Dan Stevens plays David Haller in "Legion."

IMDB

In 2005, researchers found that alleles of certain genes contributed to the genetic risk of developing schizophrenia. These genes, a team of Finnish scientists argued in JAMA, cause “disruptive effects on the structure and function” of the brain’s prefrontal cortex and medial temporal lobe, which in turn reduces the brain’s gray matter density and causes impairments in the development of short- and long-term memories.

Researchers took this subject a step further in a 2013 paper published in The Journal of Neuroscience. Their research found that a specific protein, named Rap1, was missing in the brains of people with schizophrenia and bipolar disorder. In healthy brains, Rap1 stimulates cells, allowing the flow of ions through cell channels.

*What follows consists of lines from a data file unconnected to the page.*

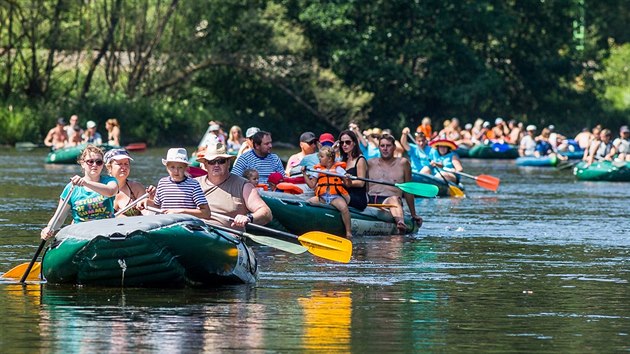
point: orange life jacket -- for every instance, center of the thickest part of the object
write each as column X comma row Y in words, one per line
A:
column 289, row 188
column 325, row 181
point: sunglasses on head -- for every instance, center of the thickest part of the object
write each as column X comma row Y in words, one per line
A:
column 217, row 162
column 94, row 162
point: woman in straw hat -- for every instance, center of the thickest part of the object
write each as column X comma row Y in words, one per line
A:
column 444, row 159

When these ions don’t get in, complete memories can’t be formed.

If Haller really does have schizophrenia, then he shouldn’t be able to go back and look at his memories — his illness makes it so that these memories aren’t fully formed in the first place. That should be a big hint to the audience that he isn’t ill at all and that his visions are purely an effect of being a mutant. But — and this is a big but — a huge part of Haller’s identity in the comic books is his schizophrenia. Either that’s being cut out of the series or, more likely, the show goofed on its science.